Adam Sandler and Rosemarie DeWitt play a couple whose relationship has fizzled through the years and although they go through the motions, there is a strong sense of disconnect and both are dissatisfied in their marriage. The couple is unaware that their son is going through a somewhat bizarre personal struggle which I can attest is completely legitimate considering I went to high school with a person who was the mirror image of this character. He is only able to gain arousal by watching very specific type of pornography, a kind that defies social norms and is thus unable to get an erection when he is finally with a girl. The film handles this in a way that doesn’t hold anything back nor does it demonize the porn industry as a whole; rather it shows an unfortunate side effect that can come when dominatrix videos are a keystroke away.
Another storyline follows Judy Greer and Olivia Crocicchia as a single mother living vicariously through her daughter by hosting a modeling site that posts images that border on what is considered to be in good taste. Greer’s character while being sympathetic is at times hard to watch as the audience struggles to understand why a mother could do this to her daughter. I have not seen Crocicchia in any works prior to this film but I really enjoyed her performance of that girl who is in every high school. She’s the queen bee of her clique but struggles with insecurities and hasfriends who want her around to boost their image but speak badly about her behind her back.
Then there is Ansel Elgort who already displayed in this year’s The Fault in our Stars, that he is capable of showing an emotional range. However Tim’s pain is very different than that of Gus; he struggles to deal with the emotions and making major changes in his life. I believe the younger viewers will be drawn to him and Kaitlyn Dever’s characters the most as they play an almost Romeo and Juliet kind of relationship.
The show stealer is by far Jennifer Garner as Patricia Beltmeyer; even the character’s name inspires Nurse Ratchet disdain. Garner, known for playing mostly sweet and sympathetic characters does a total 360 in this role of an overbearing mother who obsessively watches her daughter online believing it’s the only way to protect her. It may be too early to say but I would not be surprised if she gained a supporting actress nod from this part come Oscar season.
Adam Sandler was the curveball that surprised me most, partly because it’s the first time he’s shown us he can actually act in a good long while. I will not ruin it, but there is a kitchen scene near the end of the film, and he is brilliant. That’s all I am going to say.
As for the young actors, I see promise in all of them, particularly in the one storyline I have yet to mention, Elena Kampouris’ storyline. I question whether or not casting J.K. Simmons as her father serves as a spoiler of what happens to her but her arc is the one that really got to me the most and that’s because hers is the most open ended at the close of the film. While the others have a more uplifting feel, hers left me afraid for her.
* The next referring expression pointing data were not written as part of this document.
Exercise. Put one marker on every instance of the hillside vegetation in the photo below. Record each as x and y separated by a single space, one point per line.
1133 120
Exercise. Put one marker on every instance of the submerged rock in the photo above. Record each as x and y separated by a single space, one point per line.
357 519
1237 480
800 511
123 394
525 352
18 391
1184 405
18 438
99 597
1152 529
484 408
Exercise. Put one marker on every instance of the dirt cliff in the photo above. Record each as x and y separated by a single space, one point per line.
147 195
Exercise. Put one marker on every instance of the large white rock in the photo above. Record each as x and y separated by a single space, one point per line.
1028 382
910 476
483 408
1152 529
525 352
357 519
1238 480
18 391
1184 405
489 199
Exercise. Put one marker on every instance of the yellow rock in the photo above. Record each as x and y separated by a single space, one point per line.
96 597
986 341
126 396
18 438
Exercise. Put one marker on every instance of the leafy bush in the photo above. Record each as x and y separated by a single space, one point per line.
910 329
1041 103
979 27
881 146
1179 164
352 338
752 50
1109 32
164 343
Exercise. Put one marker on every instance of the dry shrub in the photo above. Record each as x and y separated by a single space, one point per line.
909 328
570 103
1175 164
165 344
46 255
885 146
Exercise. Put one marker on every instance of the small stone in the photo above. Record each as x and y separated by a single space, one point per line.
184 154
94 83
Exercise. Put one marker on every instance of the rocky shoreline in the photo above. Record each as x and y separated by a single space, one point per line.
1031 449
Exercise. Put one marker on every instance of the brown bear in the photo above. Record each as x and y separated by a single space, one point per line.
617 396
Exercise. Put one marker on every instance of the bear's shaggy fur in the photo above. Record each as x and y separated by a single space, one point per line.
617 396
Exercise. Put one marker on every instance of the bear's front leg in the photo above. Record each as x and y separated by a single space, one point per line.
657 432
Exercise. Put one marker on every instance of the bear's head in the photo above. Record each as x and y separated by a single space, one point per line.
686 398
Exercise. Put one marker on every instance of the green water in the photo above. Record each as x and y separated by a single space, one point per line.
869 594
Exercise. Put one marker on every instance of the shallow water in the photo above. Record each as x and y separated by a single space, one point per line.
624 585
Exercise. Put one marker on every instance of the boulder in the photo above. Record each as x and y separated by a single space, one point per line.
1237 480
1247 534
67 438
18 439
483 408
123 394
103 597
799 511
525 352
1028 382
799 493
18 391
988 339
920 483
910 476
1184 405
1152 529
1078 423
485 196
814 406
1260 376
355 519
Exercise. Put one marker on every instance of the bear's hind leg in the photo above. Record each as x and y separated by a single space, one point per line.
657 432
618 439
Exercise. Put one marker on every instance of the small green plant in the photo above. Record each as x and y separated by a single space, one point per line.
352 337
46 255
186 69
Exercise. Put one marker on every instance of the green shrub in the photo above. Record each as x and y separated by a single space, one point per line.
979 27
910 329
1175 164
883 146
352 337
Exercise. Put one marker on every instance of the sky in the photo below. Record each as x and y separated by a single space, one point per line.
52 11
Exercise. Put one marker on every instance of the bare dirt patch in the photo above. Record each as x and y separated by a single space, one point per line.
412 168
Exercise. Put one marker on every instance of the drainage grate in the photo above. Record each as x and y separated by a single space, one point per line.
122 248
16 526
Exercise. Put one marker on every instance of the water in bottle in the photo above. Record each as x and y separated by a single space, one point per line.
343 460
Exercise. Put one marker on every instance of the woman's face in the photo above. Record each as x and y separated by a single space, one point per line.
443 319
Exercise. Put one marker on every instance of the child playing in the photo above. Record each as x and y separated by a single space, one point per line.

I also really hope the youngsters watching this learn about body image and what’s right and wrong in that regard. If they pull nothing else from this film I hope her story saves boys and girls finding themselves in a similar struggle.
At times hard to watch and heartbreaking, Men, Women, and Children is the type of film that sparks discussion and causes you to think. I hope that upon the DVD release this film is added to high school curriculum as it has important life lessons to instill on the next generation. Part of why I liked this movie significantly more than Her is that it doesn’t try to demonize technology. While there is a tangible disconnect among people, it shows the good that comes with it as well. People still connect. In fact the Dever/Elgort storyline shows how the technology initially brings them together and then they start to learn how to communicate from there. 9/10 stars.
On a completely unrelated note, Phil Lamarr, one of my favorite voice actors, is in this movie which made me completely irrationally happy. He plays a small part but seeing his face behind the mic of Samurai Jack/The Green Lantern/Hermes Conrad is a huge perk.